Я встретился с мисс Тарбелл много лет спустя в Нью-Йорке. Она сидела у себя в офисе, читая корректуру одной из своих статей. В волосах у нее появились седые пряди, но она была все такой же худощавой и энергичной. Мисс Тарбелл разглядывала гранки сквозь маленькие очки, прикрепленные цепочкой к блузке, и говорила помощнице, какую правку нужно внести в ее экземпляр. Хотя я прервал ее, она посмотрела на меня с дружелюбной улыбкой, потом поняла, кто я, и прищурилась.
— Доктор Уотсон, после стольких лет! — воскликнула мисс Тарбелл. — Вы ответственны за великую перемену в моей жизни. После того дня, когда я познакомилась с вами и мистером Холмсом, я уже никогда не закрашивала черными чернилами вылинявшие швы на платье.
Теперь, когда Холмс обеспечил ее хорошей работой, ей было уже незачем носить ветхую одежду, но я счел благоразумным об этом не упоминать.

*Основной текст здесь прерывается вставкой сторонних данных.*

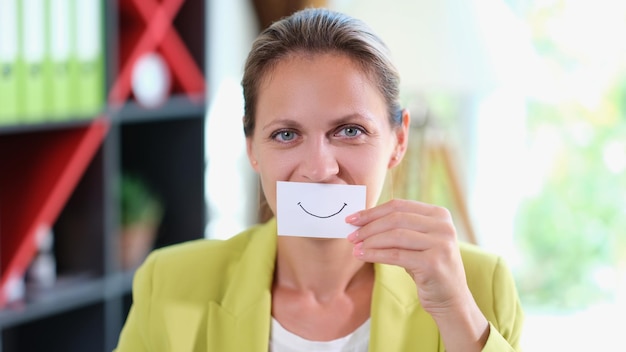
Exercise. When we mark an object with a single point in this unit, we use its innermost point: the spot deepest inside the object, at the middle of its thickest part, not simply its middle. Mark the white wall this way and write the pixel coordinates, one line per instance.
(230, 181)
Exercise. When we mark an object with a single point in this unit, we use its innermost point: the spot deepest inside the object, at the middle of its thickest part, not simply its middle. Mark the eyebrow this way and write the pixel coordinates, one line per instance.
(339, 121)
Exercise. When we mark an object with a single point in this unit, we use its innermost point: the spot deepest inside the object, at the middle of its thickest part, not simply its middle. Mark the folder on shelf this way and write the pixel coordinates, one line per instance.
(59, 39)
(89, 20)
(8, 62)
(33, 203)
(33, 56)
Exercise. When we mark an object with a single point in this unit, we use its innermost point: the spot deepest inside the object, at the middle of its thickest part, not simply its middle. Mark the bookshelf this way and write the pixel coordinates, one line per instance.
(62, 174)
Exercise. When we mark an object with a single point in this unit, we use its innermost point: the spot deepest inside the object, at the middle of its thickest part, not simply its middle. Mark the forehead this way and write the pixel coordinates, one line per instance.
(327, 80)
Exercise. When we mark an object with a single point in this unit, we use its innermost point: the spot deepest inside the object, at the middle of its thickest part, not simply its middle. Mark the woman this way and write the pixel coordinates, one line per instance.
(321, 106)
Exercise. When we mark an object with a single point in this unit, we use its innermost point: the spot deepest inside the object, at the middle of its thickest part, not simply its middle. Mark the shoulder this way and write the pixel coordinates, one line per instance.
(483, 269)
(492, 284)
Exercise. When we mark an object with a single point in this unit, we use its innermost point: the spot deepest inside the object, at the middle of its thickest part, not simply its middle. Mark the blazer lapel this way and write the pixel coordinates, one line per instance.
(241, 322)
(398, 319)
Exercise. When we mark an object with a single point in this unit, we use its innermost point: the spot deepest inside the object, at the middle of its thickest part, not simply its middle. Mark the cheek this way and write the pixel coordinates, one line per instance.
(369, 169)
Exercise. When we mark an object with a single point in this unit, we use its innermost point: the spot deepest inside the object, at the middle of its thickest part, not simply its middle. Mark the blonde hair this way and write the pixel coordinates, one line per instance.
(319, 31)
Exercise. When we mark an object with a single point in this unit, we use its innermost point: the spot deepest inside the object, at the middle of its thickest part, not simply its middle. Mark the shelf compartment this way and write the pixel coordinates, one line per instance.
(169, 156)
(156, 26)
(40, 171)
(76, 330)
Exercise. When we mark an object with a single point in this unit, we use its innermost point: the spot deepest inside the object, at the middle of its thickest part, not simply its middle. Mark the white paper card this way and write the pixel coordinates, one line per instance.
(317, 210)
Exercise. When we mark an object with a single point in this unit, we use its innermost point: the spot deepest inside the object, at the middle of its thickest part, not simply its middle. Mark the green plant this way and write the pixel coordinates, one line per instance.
(139, 204)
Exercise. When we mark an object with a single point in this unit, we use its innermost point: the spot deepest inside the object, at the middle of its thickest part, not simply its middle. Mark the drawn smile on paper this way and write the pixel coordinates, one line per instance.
(319, 216)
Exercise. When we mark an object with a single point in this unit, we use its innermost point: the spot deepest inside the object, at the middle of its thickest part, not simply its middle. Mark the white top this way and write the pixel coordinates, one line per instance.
(282, 340)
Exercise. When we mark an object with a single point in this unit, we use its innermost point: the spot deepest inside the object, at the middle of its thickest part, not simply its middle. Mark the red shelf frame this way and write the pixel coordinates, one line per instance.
(39, 172)
(153, 30)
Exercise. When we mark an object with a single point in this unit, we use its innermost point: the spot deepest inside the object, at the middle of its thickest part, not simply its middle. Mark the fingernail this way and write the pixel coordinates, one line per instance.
(358, 250)
(352, 218)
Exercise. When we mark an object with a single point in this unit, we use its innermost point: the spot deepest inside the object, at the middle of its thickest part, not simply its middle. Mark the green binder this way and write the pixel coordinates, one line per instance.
(33, 56)
(8, 60)
(89, 42)
(59, 41)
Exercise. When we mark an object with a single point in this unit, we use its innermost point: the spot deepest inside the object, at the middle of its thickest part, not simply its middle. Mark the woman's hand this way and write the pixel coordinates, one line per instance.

— Знаете, доктор Уотсон, — сказала она, словно выговаривая школьнику, — Холмсу следовало позволить опубликовать мою историю.
Терри Мак-Гэрри
ДЕЛО СТАРИННОГО КУРГАНА
Холодная зима 1894 года на несколько дней сменилась краткой меланхоличной увертюрой к потеплению. В один из этих дней я ехал в наемной карете по Оксфорд-стрит на восток, в сторону Блумсбери. Кучеру было велено поторапливаться, и стук колес о булыжную мостовую отдавался чувствительными толчками в спину через сиденье. Я опасался, что не сохраню в целости свои зубы до прибытия к месту назначения.
— Ричард Эддлтон, — Шерлок Холмс, нахмурив брови, кивнул на спешно нацарапанную записку. Она дрожала в его руке, становясь полностью неудобочитаемой. — Мелкий служащий антропологического отдела Британского музея.
— Что ему нужно?
— Он столкнулся с серьезной проблемой и надеется, что я помогу ему решить ее, но был вынужден вызвать меня к себе, так как боится ходить по улицам. Я чувствую, Уотсон, что на нас надвигается нечто древнее и мрачное, хотя сам не знаю, почему. — И Холмс погрузился в молчание, устремив невидящий взгляд на серый пасмурный день за окном кареты.
Экипаж замедлил ход, проезжая мимо группы рабочих. Запах сырой глины исходил из ямы, которую они копали, как будто древний Лондон дышал на современный. Я чувствовал, что под колесами кареты лежит вся история нашего великого города, пласты которой веками наслаивались друг на друга.
Тогда я не представлял себе, как тесно сплетутся мрачные предчувствия Холмса и мои собственные размышления. Я пишу об этом, надеясь подготовить читателя к тому, с чем нам вскоре пришлось столкнуться, хотя вопрос о том, может ли быть опубликована столь грязная история, остается открытым.
Подъехав к Эддлтон-хаусу, старому зданию среди домов с меблированными комнатами вблизи Расселл-сквер, мы увидели снаружи молодого констебля, разговаривающего с расстроенным пожилым слугой, и сержанта с дубинкой в руке.
— Убийство, сэр, — сообщил молодой констебль, когда Холмс назвал себя. — Во всяком случае, так говорит этот человек.
— Они оба мертвы! — Слуга удрученно всплеснул руками. — Я пришел, как всегда, в десять утра — я проживаю с семьей на Гудж-стрит — и застал этот ужас! А их брат уехал больше недели тому назад, не сказав ни единого слова! Что мне теперь делать? Кто будет отдавать мне распоряжения?
— Это дом мистера Ричарда Эддлтона, не так ли? — осведомился Холмс. Его успокаивающий голос всегда помогал свидетелю взять себя в руки и давать более-менее внятные показания. Слуга повернулся к нему.
— Мистера Ричарда, сэр, который работал прямо за углом, и его брата Уильяма, министерского клерка. Оба мертвы. У них была ужасная ссора. Но кто мог сделать такое?
— А третий брат, которого вы упоминали? — спросил Холмс.
Слуга выпучил глаза.
— Он тут ни при чем, сэр! Мистер Джеймс воспитывал их как собственных сыновей, так как был гораздо старше. Они всю жизнь прожили в этом доме — родители умерли, когда двое младших еще учились в школе. Мистер Джеймс уехал по каким-то делам на север — кажется, в Манчестер. Они сразу же начали ссориться. Мистер Джеймс всегда их мирил, а без него наступил форменный кошмар! Экономка взяла отпуск, чтобы держаться отсюда подальше. А теперь это!